The explanation is that the concept of "magnetic strength" came along after the concept of snap-to-grid was already well established. Contrary to the presumption (admittedly intuitive) that magnetism is what causes objects to snap to the grid, magnetism is what allows you to place an object a little bit off the grid, and
not have it snap back to it. The higher the magnetic strength, the larger the window around the grid lines becomes. So the idea is that if you don't want/need to be able to place objects off the grid, you should turn magnetism Off.
The problem is that "magnetism just isn't a very good metaphor for how this works. Really they should have just had a "Window Size" parameter. At 100%, the window would extend 50% of the grid interval to either side of each line, giving you normal snap behavior. Then you could have lower percentage settings where snap would only act within that smaller range around the gridline.

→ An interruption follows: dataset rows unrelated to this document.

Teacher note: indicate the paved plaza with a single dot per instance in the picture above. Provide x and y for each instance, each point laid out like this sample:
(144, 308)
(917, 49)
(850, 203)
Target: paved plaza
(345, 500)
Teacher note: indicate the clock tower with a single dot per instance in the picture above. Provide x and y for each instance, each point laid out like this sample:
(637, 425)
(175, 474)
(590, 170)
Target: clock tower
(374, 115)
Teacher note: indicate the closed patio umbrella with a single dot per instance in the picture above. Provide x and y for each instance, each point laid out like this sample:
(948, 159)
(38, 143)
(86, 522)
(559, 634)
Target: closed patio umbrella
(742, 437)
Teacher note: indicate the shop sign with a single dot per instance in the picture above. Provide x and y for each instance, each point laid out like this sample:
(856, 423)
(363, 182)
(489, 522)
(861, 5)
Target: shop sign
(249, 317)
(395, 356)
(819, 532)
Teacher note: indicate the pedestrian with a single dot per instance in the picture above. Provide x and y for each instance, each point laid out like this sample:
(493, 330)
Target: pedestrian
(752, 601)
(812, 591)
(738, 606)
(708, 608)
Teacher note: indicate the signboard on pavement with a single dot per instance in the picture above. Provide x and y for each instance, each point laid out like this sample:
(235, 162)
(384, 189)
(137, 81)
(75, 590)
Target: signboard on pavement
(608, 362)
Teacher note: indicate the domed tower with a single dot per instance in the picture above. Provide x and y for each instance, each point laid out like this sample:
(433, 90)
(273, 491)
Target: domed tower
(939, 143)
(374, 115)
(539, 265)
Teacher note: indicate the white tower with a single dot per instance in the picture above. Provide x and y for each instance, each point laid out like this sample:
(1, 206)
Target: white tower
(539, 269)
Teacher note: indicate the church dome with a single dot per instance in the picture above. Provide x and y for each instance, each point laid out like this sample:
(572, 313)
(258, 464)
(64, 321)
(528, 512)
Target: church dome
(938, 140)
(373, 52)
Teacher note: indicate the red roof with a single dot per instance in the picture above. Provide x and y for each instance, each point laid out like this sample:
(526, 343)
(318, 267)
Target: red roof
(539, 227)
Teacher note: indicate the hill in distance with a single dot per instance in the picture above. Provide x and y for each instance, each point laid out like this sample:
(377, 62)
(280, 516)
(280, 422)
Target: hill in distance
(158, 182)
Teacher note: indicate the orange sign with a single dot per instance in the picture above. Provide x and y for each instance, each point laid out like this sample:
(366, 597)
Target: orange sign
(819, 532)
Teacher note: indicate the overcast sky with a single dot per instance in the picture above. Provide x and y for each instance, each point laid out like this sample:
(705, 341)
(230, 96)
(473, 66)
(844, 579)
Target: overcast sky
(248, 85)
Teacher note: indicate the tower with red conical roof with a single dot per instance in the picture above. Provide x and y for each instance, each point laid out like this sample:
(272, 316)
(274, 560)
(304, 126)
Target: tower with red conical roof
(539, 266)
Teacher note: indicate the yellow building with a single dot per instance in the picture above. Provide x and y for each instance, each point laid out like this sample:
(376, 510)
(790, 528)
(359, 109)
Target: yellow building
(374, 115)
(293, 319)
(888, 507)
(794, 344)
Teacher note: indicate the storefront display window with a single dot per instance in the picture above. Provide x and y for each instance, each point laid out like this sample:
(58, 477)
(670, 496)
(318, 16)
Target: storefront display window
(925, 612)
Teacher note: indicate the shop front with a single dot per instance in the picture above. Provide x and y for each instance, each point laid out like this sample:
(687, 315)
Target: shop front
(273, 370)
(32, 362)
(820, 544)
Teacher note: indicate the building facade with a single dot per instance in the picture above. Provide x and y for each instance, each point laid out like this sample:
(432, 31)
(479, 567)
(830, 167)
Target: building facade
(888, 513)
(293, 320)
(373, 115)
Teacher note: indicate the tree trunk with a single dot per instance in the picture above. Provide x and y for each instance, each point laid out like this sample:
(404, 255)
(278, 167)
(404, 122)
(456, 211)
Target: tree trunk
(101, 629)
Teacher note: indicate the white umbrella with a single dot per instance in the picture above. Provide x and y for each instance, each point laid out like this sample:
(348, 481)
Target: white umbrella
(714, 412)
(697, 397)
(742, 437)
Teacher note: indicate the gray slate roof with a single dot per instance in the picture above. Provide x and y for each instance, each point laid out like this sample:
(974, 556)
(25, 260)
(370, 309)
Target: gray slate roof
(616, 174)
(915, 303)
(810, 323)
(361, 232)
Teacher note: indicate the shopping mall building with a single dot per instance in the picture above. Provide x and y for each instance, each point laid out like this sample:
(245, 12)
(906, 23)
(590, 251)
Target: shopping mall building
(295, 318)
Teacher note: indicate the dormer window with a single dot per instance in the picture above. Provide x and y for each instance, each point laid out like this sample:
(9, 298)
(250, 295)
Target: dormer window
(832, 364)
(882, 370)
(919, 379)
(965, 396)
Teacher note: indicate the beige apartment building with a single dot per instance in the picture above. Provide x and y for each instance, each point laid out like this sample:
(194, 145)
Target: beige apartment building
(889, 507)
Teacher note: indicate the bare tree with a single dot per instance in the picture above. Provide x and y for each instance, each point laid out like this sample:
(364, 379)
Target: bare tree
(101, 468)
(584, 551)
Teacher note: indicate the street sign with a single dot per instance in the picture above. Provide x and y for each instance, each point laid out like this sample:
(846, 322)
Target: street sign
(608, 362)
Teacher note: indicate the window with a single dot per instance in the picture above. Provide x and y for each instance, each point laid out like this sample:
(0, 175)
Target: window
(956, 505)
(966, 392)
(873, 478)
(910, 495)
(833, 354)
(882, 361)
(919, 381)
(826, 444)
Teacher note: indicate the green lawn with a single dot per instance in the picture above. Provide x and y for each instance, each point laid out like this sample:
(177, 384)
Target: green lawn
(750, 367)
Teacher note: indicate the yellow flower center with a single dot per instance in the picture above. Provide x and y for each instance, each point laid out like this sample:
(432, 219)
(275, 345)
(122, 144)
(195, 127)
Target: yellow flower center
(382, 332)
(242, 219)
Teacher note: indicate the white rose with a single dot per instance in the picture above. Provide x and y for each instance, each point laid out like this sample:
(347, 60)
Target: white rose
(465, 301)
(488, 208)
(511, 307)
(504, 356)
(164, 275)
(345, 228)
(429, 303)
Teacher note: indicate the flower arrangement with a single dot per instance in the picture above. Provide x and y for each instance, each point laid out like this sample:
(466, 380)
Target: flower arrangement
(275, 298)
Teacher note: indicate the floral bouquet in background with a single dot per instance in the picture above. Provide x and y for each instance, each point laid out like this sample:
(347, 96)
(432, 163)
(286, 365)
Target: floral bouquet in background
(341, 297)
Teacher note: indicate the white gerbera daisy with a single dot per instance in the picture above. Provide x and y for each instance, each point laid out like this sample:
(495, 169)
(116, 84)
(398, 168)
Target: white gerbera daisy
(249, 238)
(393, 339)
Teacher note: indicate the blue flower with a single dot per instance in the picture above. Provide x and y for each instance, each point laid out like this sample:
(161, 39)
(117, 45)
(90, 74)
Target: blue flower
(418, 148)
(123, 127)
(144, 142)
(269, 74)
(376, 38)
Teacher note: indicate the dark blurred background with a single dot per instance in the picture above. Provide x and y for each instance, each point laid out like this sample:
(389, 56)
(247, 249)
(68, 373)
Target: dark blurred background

Another factor that makes this behavior hard to understand and take advantage of is that the "windows" represented by the Low, Medium and High settings are all quite small, they do not vary with snap resolution, and they represent a constant amount of screen real-estate (i.e. pixels), which means the higher the zoom level, and the lower your grid resolution, the smaller the window becomes, musically.
At maximum zoom in the PRV, the ±1/8" of screen real-estate (on my 22" monitor) with
High magnetism represents only ±13 ticks. Even with snap at a relatively high resolution of 1/16, this gives an effective "window" size of only 26/240 = 10.8%. With snap at a Measure in 4/4, you're down to 26 / 3840 = 0.7%. And with magnetism on Low, the window is down to ±4 ticks, or 8/3840 = 0.2% of a measure!
This is why it seems like snap does not work at high zoom levels with magnetism enabled. You have to be dragging pretty slowly to hit the tiny little magnetism window around the gridline, and not just drag right through it.